In the village of shipping containers, tiny homes with wheels are taking over the city that has an increasing rent due to the influx of new inhabitants. California has been seeing more of the repurposed shipping containers and tiny houses.

Hipsters dissed pricey San Francisco and have flocked to the industrial neighborhood of Oakland where a village named Containertopia with 160-square-foot shipping containers is located. Luke Iseman and Heather Stewart are the founders of this community when they bought an abandoned lot for $425,000. But, they were forced to leave the lot which wasn't zoned for residential leaving. They moved the community into a warehouse, then on.

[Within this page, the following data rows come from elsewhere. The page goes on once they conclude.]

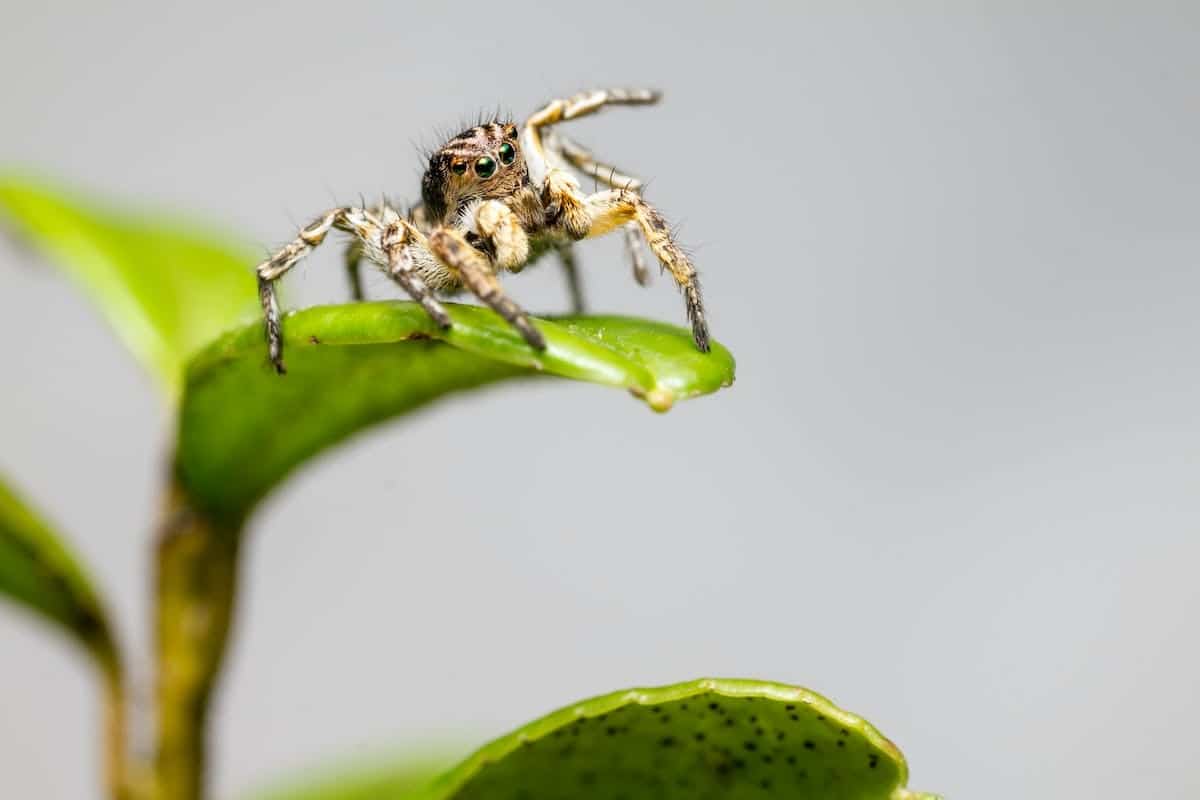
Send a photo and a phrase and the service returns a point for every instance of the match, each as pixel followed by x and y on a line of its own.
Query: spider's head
pixel 481 162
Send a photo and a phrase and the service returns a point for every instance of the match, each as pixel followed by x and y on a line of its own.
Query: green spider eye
pixel 485 167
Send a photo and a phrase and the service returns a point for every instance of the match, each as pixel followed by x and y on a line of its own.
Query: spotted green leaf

Residents pay $600 per month to live in a container that is modifiable to the liking of the lessee. That beats the average rate in SF of $5,856.

Tiny houses require lesser materials, thereby, making it affordable and environment-friendly. There is a belief that a tiny space is good for the mental health, too. These, among many other reasons, are what drive hipster millennials to get themselves a tiny home, especially those that cannot afford an apartment with a starter's salary.

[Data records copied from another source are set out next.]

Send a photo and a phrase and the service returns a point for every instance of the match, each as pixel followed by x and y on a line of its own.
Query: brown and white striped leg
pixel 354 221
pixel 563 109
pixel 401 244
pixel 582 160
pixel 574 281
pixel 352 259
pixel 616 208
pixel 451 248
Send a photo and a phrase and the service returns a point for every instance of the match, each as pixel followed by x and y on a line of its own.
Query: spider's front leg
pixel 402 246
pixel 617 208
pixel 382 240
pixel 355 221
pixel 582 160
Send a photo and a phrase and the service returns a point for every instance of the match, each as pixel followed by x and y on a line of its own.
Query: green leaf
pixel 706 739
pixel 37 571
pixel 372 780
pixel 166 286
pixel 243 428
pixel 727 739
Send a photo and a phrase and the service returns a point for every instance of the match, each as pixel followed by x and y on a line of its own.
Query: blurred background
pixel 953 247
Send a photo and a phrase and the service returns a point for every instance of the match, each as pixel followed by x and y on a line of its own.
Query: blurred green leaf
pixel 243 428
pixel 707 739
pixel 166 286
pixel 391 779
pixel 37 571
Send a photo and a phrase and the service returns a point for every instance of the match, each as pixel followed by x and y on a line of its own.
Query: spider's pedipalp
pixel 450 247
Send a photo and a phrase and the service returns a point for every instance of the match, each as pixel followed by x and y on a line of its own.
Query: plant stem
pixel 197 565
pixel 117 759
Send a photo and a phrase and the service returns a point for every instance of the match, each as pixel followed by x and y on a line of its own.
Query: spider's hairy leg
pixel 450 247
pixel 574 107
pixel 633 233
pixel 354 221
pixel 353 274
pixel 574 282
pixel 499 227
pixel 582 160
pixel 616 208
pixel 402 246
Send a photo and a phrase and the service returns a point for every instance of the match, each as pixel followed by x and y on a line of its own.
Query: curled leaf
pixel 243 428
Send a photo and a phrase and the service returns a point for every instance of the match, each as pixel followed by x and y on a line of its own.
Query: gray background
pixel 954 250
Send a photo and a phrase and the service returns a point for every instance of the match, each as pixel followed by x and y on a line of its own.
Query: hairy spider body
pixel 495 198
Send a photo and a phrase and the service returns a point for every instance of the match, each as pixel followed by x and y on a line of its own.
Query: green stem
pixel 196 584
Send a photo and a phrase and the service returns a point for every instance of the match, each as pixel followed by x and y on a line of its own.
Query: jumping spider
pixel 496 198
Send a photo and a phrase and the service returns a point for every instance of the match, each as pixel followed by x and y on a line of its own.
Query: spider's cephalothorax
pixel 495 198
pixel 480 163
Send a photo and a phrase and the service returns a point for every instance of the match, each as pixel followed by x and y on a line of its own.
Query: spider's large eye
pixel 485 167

"Creating a microstructure involves creative thinking, outdoor activity, and problem solving - things many people crave but often find absent from their busy (and sometimes repetitious and regimented) modern lives," Derek Diedricksen wrote in his book, Microshelters: 59 Creative Cabins, Tiny Houses, Tree Houses, and Other Small Structures.

"Welcome to a world of imaginative, out-there fun - all within the realm of 'shelter,' from the most basic to the utterly brain-bending," he added.

Containertopia is not the only container community in Oakland. Gregory Kloehn, an artist, makes tiny houses made from containers and recycled materials. They give them to the homeless in the area.

"If we can do it in one of the highest-cost places in the world, people can do this anywhere," Iseman told the Times.